[petsc-users] ML and -pc_factor_shift_nonzero

Mon Apr 19 06:29:40 CDT 2010

Hi Jed,

>> ML works now using, e.g., -mg_coarse_redundant_pc_factor_shift_type
>> POSITIVE_DEFINITE. However, it converges very slowly using the default
>> REDUNDANT for the coarse solve.
>
> "Converges slowly" or "the coarse-level solve is expensive"?

hm, rather "converges slowly". Using ML inside a preconditioner for  
the Schur complement system, the overall outer system preconditioned  
with the approximated Schur complement preconditioner converges  
slowly, if you understand what I mean.

My particular problem is that the convergence rate depends strongly on  
the number of processors. In case of one processor, using ML for  
preconditioning the deeply inner system the outer system converges in,  
e.g., 39 iterations. In case of np=10, however, it needs 69 iterations.

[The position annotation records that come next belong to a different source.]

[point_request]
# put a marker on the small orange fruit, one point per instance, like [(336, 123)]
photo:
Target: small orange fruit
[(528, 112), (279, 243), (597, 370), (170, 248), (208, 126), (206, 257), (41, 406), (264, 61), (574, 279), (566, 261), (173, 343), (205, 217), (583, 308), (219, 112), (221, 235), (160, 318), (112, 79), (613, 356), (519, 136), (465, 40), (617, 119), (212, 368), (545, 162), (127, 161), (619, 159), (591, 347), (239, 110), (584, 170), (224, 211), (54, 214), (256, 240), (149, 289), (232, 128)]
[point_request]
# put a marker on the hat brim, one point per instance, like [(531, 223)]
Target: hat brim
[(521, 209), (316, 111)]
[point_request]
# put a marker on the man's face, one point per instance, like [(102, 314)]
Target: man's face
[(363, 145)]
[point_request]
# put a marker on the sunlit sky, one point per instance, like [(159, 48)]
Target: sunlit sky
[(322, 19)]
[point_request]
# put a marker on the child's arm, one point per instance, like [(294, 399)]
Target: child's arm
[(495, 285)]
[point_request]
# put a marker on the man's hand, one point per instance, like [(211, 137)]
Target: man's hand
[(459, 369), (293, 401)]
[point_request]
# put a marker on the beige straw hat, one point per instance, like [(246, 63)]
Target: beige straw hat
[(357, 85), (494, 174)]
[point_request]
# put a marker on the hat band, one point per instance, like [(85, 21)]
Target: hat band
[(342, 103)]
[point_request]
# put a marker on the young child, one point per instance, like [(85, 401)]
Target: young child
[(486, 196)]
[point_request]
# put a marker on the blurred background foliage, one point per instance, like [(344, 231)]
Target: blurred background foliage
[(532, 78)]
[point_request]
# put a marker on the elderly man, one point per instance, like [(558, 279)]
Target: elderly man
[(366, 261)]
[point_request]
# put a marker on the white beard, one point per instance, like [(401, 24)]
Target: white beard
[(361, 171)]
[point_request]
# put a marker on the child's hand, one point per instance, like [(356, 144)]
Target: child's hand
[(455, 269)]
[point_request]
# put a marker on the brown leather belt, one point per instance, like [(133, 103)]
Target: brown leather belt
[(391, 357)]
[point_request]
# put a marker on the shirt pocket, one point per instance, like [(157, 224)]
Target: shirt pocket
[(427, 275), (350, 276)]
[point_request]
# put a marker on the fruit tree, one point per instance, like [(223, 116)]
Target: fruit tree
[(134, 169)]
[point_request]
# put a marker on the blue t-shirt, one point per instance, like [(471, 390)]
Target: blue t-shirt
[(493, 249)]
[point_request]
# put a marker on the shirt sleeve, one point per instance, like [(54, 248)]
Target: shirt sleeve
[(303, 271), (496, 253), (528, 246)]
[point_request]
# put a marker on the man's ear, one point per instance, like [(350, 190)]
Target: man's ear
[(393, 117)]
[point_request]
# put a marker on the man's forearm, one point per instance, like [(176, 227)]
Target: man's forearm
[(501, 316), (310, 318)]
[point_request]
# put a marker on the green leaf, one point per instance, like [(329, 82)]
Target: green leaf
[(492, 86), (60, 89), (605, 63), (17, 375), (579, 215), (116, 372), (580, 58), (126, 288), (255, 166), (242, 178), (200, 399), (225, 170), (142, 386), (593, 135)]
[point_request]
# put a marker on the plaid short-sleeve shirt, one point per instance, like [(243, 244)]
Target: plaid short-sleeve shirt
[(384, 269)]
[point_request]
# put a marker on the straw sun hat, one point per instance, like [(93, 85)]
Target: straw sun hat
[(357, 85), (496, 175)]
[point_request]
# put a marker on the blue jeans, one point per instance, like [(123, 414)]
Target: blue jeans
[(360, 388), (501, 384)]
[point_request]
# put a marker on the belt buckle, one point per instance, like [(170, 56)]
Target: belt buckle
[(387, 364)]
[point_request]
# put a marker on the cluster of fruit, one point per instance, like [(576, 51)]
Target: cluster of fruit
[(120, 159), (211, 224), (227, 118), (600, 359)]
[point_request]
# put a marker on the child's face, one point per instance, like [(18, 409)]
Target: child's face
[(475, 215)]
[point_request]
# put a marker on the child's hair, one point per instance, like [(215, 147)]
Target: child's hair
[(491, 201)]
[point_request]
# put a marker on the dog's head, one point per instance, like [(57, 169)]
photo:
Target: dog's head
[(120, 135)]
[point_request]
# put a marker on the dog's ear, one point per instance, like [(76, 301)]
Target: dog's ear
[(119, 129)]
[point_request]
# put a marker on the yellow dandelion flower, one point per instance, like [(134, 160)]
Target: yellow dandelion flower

This number of iterations is independent on the number of processes  
using HYPRE (at least if np<80), but the latter is (applied to this  
inner system, not generally) slower and scales very badly. That's why  
I would like to use ML.

Thinking about it, all this shouldn't have to do anything with the  
choice of the direct solver of the coarse system inside ML (mumps or  
petsc-own), should it? The direct solver solves completely,  
independently from the number of processes, and shouldn't have an  
influence on the effectiveness of ML, or am I wrong?

> I suggest
> starting with
>
> -mg_coarse_pc_type lu -mg_coarse_pc_factor_mat_solver_package mumps
>
> or varying parameters in ML to see if you can make the coarse level
> problem smaller without hurting convergence rate.  You can do
> semi-redundant solves if you scale processor counts beyond what MUMPS
> works well with.

Thanks. Thus, MUMPS is supposed to be the usually fastest parallel  
direct solver?

> Depending on what problem you are solving, ML could be producing a
> (nearly) singular coarse level operator in which case you can expect
> very confusing and inconsistent behavior.

Could it also be the reason for the decreased convergence rate when  
increasing from 1 to 10 processors? Even if the equation system  
remains the same?

Thanks a lot,

Kathrin